Z koszykówką jest jednak ten problem, że irytuje działaczy innych klubów. Bo nie dość, że chce dodatkowe pieniądze z miasta (450 tysięcy złotych w tym roku), to jeszcze zabiera innym miejsce w hali. Na Żeromskiego rzeczywiście może zrobić się jesienią ciasno. Na przestarzałym obiekcie pierwszeństwo ma mieć Banimex, a przecież są jeszcze piłkarze ręczni i koszykarki. Byli jeszcze siatkarze Płomienia, ale ci akurat planują powrót do hali w Milowicach, która zwolniła się po przeprowadzce do Szczyrku Szkoły Mistrzostwa Sportowego.

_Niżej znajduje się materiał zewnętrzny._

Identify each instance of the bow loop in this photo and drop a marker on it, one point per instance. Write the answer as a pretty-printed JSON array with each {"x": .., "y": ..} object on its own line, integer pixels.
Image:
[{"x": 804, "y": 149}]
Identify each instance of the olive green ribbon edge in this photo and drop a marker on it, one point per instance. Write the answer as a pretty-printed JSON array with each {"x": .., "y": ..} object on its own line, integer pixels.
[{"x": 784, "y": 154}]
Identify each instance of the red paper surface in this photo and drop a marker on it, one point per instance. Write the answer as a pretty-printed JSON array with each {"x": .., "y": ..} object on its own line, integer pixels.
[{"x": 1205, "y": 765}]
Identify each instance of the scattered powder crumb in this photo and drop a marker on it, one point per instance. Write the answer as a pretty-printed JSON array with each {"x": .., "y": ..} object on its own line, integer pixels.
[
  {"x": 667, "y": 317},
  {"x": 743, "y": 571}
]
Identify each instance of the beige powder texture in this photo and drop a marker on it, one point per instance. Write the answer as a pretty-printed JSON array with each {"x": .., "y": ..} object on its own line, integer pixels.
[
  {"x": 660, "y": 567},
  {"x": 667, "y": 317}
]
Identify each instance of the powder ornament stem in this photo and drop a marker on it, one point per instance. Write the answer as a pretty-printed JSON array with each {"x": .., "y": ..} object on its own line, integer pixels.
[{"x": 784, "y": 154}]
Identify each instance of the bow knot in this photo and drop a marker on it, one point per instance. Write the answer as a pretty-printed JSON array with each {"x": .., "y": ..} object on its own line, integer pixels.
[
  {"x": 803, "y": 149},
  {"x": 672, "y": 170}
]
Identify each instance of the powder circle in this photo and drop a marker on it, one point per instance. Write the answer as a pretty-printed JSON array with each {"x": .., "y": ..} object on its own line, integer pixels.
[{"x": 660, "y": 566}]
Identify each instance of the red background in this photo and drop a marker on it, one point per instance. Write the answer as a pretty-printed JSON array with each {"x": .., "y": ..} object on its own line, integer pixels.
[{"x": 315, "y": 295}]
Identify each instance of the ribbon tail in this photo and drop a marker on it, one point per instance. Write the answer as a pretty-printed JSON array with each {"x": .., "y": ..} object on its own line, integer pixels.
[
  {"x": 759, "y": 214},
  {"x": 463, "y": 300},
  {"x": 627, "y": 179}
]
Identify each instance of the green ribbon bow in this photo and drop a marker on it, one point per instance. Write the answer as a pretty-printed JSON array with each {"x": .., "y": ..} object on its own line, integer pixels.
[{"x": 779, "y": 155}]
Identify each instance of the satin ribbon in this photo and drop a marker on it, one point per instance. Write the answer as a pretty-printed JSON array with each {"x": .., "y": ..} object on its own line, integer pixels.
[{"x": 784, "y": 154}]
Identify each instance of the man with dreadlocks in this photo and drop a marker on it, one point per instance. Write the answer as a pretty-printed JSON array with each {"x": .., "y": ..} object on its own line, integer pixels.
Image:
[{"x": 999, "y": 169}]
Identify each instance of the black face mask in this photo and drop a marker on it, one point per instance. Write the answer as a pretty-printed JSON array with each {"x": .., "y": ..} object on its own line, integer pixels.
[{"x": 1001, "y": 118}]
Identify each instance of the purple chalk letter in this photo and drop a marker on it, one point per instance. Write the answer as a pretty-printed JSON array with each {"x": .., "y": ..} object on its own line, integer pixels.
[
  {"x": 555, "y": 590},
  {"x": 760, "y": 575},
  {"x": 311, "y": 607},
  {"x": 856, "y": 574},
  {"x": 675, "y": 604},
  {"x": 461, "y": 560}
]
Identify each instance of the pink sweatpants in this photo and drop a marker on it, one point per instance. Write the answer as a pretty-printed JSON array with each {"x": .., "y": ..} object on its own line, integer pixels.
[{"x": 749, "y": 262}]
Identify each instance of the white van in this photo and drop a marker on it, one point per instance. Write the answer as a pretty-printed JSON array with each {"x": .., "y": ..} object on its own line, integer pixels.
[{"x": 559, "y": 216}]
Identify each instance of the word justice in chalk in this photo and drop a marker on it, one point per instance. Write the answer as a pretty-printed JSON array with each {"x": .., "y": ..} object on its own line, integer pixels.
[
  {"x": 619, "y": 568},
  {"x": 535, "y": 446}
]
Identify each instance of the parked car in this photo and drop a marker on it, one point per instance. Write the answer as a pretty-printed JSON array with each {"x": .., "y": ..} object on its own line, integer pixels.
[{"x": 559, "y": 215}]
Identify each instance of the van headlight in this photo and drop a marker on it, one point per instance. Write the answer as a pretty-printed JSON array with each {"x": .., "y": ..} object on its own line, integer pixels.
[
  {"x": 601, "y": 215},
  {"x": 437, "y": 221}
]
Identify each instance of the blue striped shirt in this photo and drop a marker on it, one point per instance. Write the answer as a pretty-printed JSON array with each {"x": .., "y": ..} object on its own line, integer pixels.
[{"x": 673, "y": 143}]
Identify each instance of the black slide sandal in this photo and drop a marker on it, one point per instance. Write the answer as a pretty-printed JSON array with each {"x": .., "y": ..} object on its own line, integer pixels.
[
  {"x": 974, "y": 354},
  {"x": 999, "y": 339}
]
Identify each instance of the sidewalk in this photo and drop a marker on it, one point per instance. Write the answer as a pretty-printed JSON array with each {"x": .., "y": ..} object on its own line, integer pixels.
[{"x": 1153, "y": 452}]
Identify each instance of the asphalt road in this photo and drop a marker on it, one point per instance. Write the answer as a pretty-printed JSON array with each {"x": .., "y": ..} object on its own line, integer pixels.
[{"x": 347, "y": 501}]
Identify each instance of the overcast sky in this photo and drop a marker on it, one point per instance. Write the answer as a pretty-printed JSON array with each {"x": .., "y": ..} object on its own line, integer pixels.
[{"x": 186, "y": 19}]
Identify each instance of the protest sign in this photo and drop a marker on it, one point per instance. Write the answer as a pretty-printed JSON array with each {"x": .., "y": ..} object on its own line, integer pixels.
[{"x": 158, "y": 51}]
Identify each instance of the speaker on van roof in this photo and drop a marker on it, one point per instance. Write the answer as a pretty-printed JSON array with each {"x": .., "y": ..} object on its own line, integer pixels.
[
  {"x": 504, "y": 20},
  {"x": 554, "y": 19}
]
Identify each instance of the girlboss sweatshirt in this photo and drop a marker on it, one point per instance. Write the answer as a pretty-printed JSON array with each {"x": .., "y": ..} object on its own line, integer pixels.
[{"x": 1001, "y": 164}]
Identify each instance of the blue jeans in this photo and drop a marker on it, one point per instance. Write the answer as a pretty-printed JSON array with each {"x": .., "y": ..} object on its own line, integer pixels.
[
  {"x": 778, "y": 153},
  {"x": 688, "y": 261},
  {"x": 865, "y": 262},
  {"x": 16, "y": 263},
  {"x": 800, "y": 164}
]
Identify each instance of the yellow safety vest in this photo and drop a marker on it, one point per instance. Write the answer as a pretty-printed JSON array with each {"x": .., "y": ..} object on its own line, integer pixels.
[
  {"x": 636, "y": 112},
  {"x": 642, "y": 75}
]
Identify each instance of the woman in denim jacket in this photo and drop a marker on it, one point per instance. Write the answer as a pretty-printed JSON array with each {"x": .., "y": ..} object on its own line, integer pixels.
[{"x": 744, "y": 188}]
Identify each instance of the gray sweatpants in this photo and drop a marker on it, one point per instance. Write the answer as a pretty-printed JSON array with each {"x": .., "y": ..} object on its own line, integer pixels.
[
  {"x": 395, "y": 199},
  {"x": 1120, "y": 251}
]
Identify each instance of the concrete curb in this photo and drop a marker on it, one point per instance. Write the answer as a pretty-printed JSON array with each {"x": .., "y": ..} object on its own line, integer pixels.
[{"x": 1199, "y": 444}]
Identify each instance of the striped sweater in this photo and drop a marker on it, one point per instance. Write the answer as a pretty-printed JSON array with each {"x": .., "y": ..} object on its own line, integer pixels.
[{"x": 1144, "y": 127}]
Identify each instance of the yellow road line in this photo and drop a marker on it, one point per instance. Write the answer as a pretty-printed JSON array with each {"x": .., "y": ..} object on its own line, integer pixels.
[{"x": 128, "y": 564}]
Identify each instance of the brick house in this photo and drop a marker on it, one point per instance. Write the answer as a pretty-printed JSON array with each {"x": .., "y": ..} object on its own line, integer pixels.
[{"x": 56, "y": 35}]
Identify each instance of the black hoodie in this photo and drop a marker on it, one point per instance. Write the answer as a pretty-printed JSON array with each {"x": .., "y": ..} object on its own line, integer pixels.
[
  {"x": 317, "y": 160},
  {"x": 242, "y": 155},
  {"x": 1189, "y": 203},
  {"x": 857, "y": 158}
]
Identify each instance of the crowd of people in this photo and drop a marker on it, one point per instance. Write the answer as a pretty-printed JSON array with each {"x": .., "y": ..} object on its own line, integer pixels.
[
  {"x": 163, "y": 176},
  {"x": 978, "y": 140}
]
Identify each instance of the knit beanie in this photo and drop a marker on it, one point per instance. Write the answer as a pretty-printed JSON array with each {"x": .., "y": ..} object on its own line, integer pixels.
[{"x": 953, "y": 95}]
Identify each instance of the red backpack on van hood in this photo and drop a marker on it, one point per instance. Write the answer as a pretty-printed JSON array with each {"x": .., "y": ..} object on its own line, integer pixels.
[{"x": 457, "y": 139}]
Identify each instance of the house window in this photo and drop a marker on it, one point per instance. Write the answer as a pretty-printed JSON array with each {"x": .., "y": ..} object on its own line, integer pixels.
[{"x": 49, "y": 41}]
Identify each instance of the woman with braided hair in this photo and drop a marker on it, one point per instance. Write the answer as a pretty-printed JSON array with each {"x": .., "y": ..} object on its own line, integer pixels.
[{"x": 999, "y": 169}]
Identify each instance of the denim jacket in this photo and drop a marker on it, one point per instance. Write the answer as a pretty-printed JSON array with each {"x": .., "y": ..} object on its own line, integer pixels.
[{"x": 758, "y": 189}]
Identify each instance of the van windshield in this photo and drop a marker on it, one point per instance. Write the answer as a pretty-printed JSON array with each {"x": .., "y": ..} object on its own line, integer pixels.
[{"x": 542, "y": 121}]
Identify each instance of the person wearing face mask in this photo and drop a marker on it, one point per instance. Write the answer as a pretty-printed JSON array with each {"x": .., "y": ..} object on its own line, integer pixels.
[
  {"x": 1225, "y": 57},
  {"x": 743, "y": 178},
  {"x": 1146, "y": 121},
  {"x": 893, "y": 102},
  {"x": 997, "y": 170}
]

Słyszeliśmy, że rozmowy w sprawie podziału godzin treningowych na Żeromskiego były tak emocjonalne, że padały nawet groźby likwidacji sekcji, które miały zostać zepchnięte na margines.
Przypominamy zatem, że jest jeszcze miejska hala w Zagórzu, gdzie przed laty z powodzeniem grali w ekstraklasie piłkarze ręczni Górnika. Pomieścicie się...
Sosnowiec już zawsze będzie zakładnikiem czasów, gdy był sportową potęgą. To już nie wróci, ale zawsze warto dać szansę tym, którzy wierzą, że złote czasy nie skończyły się wraz z upadkiem hut i kopalń.